Die Thesen lösen erwartungsgemäß ein großes Echo bei den Finanzexperten aus. Steffen Pörner (Bankenverband NRW) sieht die Banken im Prinzip auf einem guten Weg: „Der Bankenverband nimmt auch Fintechs als Mitglieder auf, wir lernen voneinander.“Man befasse sich durchaus auch mit „neuen Geschäftsmodellen, über die wir zuvor nicht nachgedacht haben“. Zudem seien Banken die „Finanzierungsexperten aller Digitalbestrebungen in Deutschland“. Pörner warnt andererseits vor Gefahren der Blockchain-Technologie. Bei Bitcoins bilde sich gerade „eine der größten Spekulationsblasen, die je entstanden sind“. Die Regulierung werde hier aber bestimmt noch manches in geordnete Bahnen lenken.
„Wir arbeiten nicht an der Digitalisierung des Geschäftsmodells, sondern am Banking in einer digitalen Welt“, dreht Ulrich Endemann (Deutsche Bank) den Gedanken weiter. Vier Innovationslabore und eine Digitalfabrik seines Instituts arbeiten an neuen Entwicklungen. Die Branche investiere viel Geld in die Vereinfachung und Verschlankung von Prozessabläufen, die für den Kunden auch spürbar werden.
Die Bethmann Bank suche ebenfalls nach zukunftsfähigen Geschäftsmodellen, sagt Jens Ennenbach für die Bank. Als Beispiel nennt er die Vermögensverwaltung: Selbstverständlich gebe es bereits Kunden, die eine digitale Lösung bevorzugten. Die Frage sei: „Wie nutzen wir moderne Technologien, um unsere Kundenbeziehungen noch individueller zu gestalten, ohne die Kostenkontrolle zu verlieren oder Sicherheitsrisiken einzugehen?“
Das Bankhaus Lampe profitiere durchaus von Erfahrungen der Muttergesellschaft, der Oetker-Gruppe, erklärt Oliver Plaack von der Privatbank. Früh habe sich das Bielefelder Unternehmen gefragt, wie die Digitalisierung zum Beispiel den Pizza-Konsum verändert. „So denken auch wir erst einmal darüber nach, wie unsere Kunden von der Digitalisierung profitieren können.“Doch ein Asset können Digitalunternehmen den Privatbanken nicht wegnehmen, ist Plaack überzeugt: „Unsere Netzwerke bringen den Kunden einen entscheidenden Mehrwert. Wir bringen Menschen zusammen, ermöglichen Zugänge zum Beispiel zu Unternehmerfamilien als Investoren, suchen nach den richtigen Investments für unsere Kunden.“
Bernhard Freytag (Quirin Privatbank) geht ebenfalls davon aus, dass die Digitalisierung die Beratung nicht ersetzen wird: „Robo Advice ist wichtig und richtig. Deshalb haben wir mit quirion ein eigenes Online-Angebot geschaffen. Und dennoch kommen unsere Quirin PrivatbankKunden unverändert gern und oft zu uns.

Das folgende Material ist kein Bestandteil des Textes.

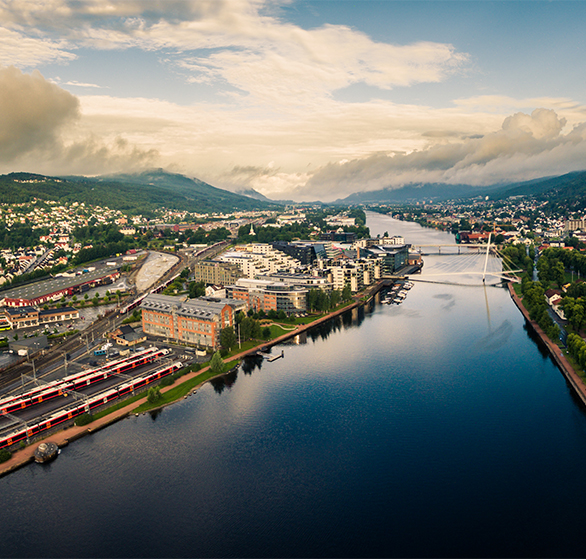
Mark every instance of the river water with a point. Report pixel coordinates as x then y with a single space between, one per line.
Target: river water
438 427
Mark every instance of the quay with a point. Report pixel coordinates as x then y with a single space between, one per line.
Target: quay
574 380
64 437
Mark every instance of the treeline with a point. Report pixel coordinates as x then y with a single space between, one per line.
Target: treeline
571 260
20 235
99 251
200 235
319 300
535 303
247 328
268 234
516 257
577 348
104 233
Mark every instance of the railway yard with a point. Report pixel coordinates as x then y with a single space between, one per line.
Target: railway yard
76 376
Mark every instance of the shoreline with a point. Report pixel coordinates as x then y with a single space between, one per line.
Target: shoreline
63 438
573 379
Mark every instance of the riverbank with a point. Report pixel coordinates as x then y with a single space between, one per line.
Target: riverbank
575 381
22 457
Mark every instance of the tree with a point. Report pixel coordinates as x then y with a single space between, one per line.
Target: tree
227 337
216 363
154 395
346 293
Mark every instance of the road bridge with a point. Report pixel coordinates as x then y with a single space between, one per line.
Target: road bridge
477 246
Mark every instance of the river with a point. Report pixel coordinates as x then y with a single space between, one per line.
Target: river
435 428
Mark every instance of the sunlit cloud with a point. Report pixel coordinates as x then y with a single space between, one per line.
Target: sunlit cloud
39 130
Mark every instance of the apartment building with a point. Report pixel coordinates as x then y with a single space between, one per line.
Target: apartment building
194 321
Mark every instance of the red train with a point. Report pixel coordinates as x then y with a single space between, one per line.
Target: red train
79 380
56 418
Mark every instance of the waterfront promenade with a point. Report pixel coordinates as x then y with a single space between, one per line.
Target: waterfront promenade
575 381
64 437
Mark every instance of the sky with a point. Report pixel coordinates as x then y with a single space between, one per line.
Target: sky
299 100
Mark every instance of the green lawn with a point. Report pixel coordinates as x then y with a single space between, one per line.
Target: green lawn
180 390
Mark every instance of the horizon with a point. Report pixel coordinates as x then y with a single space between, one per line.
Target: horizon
299 100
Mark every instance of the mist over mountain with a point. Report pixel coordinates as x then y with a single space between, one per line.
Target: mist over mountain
569 189
137 193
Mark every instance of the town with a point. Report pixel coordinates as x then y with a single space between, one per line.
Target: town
88 292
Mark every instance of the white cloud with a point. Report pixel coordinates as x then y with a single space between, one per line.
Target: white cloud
526 146
236 42
18 49
38 131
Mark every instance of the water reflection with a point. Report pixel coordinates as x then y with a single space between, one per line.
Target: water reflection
250 363
225 381
154 414
535 338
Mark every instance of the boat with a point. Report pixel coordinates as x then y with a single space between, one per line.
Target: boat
46 452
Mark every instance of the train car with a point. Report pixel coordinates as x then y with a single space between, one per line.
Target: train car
58 417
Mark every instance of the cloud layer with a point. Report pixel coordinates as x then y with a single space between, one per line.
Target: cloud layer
38 122
526 147
275 120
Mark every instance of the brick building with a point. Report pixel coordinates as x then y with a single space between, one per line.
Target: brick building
195 321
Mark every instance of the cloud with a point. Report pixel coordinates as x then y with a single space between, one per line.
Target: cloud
38 131
33 111
235 42
20 50
526 146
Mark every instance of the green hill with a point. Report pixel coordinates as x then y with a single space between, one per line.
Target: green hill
140 193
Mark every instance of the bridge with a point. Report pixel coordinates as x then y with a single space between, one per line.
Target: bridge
459 246
502 275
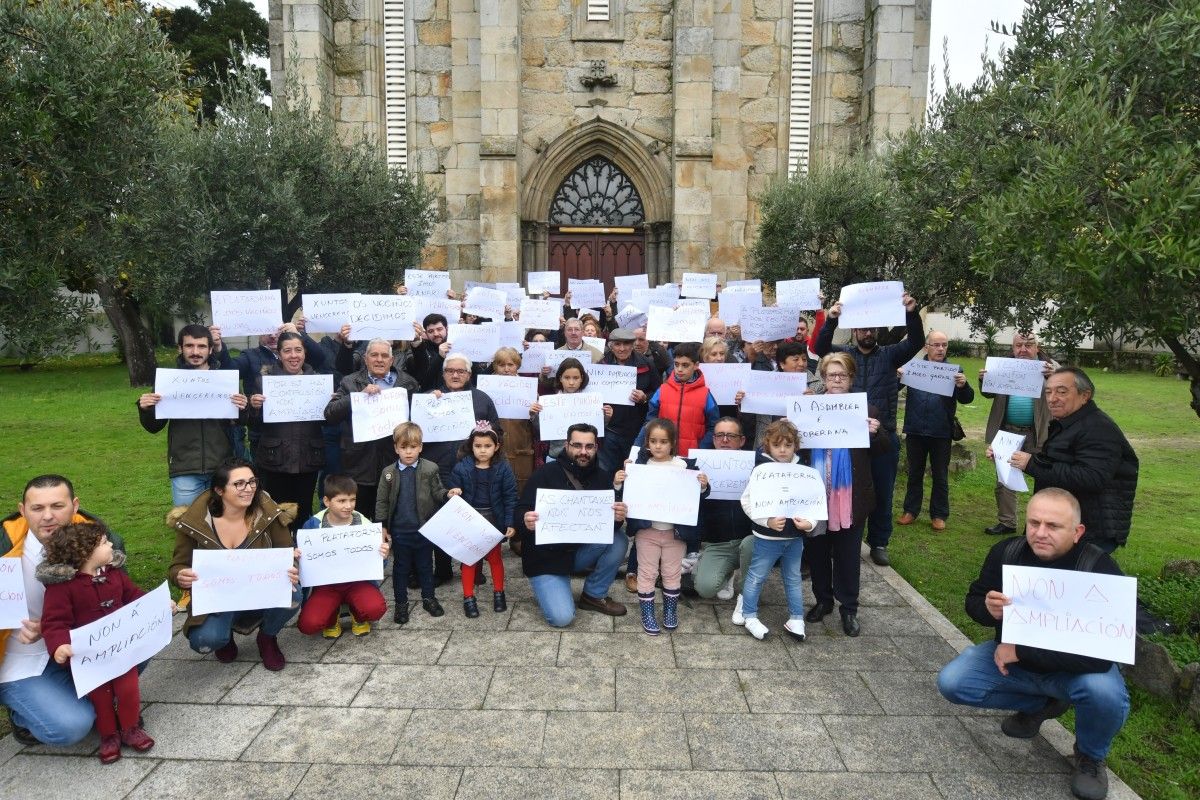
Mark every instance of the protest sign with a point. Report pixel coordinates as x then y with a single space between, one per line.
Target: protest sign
1085 613
119 642
613 382
567 517
295 398
786 491
447 419
1002 449
461 531
831 420
661 494
511 395
935 377
1018 377
340 554
241 579
246 313
196 394
727 471
873 305
561 411
375 416
767 392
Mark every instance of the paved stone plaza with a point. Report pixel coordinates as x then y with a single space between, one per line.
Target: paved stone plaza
504 707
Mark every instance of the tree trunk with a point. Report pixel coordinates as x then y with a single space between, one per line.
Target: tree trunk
136 340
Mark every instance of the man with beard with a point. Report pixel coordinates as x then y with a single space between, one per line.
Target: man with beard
195 447
550 566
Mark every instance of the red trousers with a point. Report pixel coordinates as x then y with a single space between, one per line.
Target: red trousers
319 611
496 561
123 689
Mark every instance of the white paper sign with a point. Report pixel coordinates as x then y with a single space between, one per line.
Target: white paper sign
699 284
873 305
449 419
1002 449
426 283
831 420
561 411
801 295
511 395
119 642
340 554
727 470
375 416
461 531
613 382
295 398
767 392
934 377
196 394
241 579
725 380
246 313
786 491
661 493
1085 613
1019 377
567 517
682 324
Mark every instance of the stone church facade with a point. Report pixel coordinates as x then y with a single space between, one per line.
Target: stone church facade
605 137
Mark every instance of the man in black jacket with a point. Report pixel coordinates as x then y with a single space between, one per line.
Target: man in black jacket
1035 683
1085 453
549 566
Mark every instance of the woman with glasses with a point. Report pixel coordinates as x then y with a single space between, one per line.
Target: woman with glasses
235 513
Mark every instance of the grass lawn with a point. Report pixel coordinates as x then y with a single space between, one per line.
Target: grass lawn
78 417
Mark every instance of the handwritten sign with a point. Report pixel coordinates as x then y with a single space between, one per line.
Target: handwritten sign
699 284
295 398
661 493
340 554
243 579
1002 449
461 531
246 313
767 392
831 420
196 394
561 411
786 491
1085 613
873 305
375 416
567 517
934 377
118 642
1019 377
727 470
511 395
613 382
449 419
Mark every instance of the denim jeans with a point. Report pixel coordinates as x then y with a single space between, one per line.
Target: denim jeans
553 591
1101 699
766 553
216 630
48 707
185 488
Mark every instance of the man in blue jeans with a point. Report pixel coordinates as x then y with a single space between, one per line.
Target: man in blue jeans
1035 683
550 566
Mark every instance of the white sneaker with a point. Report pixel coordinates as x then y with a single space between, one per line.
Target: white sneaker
737 618
756 629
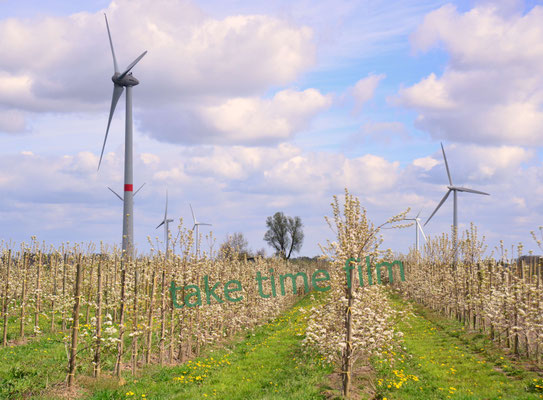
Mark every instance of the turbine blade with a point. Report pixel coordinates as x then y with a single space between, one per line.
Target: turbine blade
193 217
421 231
439 205
115 65
462 189
166 211
132 64
446 164
117 92
136 192
115 193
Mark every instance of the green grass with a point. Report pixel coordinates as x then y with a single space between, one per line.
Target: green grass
31 367
442 361
267 364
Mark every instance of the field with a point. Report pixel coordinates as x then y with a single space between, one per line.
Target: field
86 324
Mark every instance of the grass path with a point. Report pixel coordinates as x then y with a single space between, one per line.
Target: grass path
442 361
268 364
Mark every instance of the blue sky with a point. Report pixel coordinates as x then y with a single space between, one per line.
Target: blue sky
246 108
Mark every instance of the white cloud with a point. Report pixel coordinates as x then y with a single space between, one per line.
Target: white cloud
197 66
426 163
491 90
253 120
364 89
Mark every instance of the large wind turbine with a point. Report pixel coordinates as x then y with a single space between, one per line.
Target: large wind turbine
197 225
123 80
418 228
453 189
166 223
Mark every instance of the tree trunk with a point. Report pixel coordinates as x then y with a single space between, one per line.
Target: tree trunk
98 322
75 324
6 301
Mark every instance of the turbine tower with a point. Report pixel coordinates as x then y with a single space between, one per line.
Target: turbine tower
166 223
418 228
123 80
453 189
197 225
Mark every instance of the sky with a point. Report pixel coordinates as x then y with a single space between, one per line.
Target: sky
246 108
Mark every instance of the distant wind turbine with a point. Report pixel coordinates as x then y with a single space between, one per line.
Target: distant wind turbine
453 189
418 228
197 225
166 223
123 80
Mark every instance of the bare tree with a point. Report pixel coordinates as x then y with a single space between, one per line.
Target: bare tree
284 234
235 244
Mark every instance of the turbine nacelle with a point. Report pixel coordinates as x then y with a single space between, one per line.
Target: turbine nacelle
128 80
467 190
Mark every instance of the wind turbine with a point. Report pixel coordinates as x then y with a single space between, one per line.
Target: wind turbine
197 225
418 228
123 80
453 189
166 223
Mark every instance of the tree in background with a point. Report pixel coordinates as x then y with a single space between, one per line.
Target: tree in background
235 244
284 234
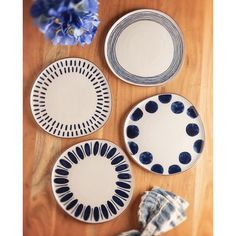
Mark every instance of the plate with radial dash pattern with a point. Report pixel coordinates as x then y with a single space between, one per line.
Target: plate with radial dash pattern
71 98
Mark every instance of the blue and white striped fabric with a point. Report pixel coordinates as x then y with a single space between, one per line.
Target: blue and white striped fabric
159 212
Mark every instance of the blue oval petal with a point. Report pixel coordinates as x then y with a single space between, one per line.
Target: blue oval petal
118 201
95 148
104 211
111 207
65 163
72 157
80 152
87 212
111 153
79 210
137 115
87 149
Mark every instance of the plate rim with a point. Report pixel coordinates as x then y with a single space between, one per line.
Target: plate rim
137 11
136 161
52 188
31 99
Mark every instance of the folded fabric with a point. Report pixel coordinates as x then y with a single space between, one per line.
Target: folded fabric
159 212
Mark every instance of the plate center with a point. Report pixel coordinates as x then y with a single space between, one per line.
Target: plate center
71 98
93 180
145 48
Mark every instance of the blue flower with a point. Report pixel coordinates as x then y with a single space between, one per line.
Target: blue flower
66 22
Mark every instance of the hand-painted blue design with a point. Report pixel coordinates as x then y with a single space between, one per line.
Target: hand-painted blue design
79 210
87 212
117 160
198 146
80 152
111 153
174 169
95 148
118 201
157 168
177 107
111 207
137 115
71 204
66 197
87 149
133 147
61 172
72 157
62 190
184 157
192 129
121 167
132 131
165 98
145 158
124 176
192 112
104 211
96 214
123 185
65 163
60 181
104 149
151 107
121 193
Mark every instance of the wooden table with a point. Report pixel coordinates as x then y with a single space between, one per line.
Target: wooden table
42 215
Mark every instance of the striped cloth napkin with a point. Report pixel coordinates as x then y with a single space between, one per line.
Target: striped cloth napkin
159 212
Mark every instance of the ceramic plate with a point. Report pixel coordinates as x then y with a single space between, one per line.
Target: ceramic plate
71 98
92 181
144 47
164 134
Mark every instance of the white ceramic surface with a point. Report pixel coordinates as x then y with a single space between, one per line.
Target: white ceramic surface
92 181
71 98
144 47
164 134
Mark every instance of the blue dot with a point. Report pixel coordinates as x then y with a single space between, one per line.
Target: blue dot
184 157
132 131
177 107
145 158
151 107
157 168
192 112
192 129
198 146
137 115
165 98
174 169
133 147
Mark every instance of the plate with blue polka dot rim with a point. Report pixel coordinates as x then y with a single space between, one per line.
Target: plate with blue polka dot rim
164 134
92 181
71 98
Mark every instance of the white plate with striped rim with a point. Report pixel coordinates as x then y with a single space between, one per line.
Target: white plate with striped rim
145 47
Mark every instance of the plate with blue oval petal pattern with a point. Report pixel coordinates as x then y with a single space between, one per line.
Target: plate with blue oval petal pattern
92 181
71 98
164 134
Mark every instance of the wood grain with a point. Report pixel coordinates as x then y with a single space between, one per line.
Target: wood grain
42 216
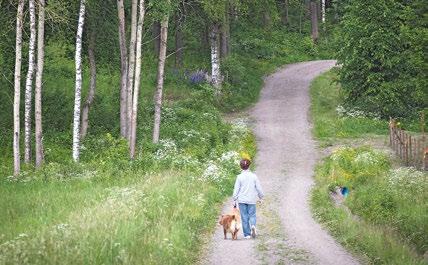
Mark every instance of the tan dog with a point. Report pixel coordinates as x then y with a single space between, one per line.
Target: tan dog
231 223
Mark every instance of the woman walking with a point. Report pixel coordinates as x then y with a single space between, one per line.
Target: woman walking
246 192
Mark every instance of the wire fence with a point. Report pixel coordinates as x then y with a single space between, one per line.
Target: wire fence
412 149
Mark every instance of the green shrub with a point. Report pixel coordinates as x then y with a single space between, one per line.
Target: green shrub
392 198
381 54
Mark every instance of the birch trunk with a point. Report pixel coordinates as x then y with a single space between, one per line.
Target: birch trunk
160 75
78 88
17 96
123 70
92 85
29 83
314 21
285 18
133 134
178 42
323 11
38 84
131 64
225 31
156 36
215 62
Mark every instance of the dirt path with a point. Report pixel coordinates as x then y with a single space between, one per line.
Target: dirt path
285 161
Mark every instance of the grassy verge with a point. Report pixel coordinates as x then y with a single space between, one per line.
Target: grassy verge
384 217
153 210
328 123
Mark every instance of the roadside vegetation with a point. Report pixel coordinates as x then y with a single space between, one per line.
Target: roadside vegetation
157 208
384 216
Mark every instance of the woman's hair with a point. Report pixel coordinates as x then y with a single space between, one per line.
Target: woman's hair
245 164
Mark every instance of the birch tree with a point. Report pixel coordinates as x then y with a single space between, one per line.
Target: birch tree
78 87
92 84
123 70
285 16
215 60
29 83
314 20
131 64
225 34
17 88
160 78
133 133
323 11
178 40
38 84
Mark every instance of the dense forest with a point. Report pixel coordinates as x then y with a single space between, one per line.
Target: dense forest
122 101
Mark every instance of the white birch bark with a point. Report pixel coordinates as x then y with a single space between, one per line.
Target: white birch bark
92 85
314 21
133 133
215 60
323 11
38 84
160 78
17 88
29 83
123 70
78 88
131 64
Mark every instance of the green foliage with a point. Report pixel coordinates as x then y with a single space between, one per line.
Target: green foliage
390 201
381 53
330 120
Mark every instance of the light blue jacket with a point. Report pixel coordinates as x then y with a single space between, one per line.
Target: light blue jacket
247 188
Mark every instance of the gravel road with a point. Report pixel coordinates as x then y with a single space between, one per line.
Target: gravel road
285 162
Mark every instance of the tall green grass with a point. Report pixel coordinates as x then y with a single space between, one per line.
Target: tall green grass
142 219
326 96
387 222
384 218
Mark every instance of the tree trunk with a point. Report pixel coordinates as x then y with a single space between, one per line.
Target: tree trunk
78 89
18 59
123 70
215 62
29 83
285 16
38 85
267 20
314 21
133 134
225 36
178 42
156 28
300 17
323 11
92 85
131 64
160 75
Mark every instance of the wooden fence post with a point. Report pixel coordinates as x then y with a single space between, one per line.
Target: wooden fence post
410 151
407 149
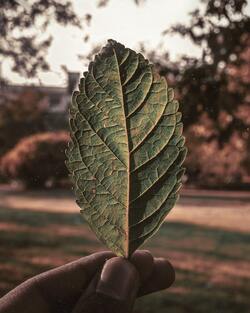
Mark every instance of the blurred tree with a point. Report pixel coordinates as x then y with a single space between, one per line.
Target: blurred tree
37 159
20 116
22 28
217 82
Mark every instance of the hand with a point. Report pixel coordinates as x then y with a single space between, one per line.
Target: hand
98 283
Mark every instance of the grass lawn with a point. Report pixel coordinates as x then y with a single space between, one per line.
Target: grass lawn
207 240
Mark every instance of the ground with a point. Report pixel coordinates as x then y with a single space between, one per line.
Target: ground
206 237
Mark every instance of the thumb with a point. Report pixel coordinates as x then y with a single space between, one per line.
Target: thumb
114 290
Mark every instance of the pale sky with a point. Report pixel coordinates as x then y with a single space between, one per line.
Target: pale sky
121 20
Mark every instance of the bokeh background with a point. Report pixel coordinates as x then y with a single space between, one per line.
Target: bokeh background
202 47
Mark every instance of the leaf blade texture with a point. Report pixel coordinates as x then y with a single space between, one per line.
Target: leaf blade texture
126 150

Das liegt auch daran, dass es sehr beratungsintensive Themen gibt – und immer geben wird – wie Altersvorsorge, Erbschaftsplanung, Vermögensübertragung und so weiter. Hier kommt dem Berater aus Fleisch und Blut auch in Zukunft eine unverändert wichtige Rolle zu.“
Martin Rosenthal (BWBank) unterstreicht die Bedeutung der partnerschaftlichen Bewältigung der digitalen Herausforderungen von Bank und Kunde. So hat sein Haus gemeinsam mit einem Kunden erstmals ein Schuldscheindarlehen auf Basis der Blockchain-Technologie aufgelegt.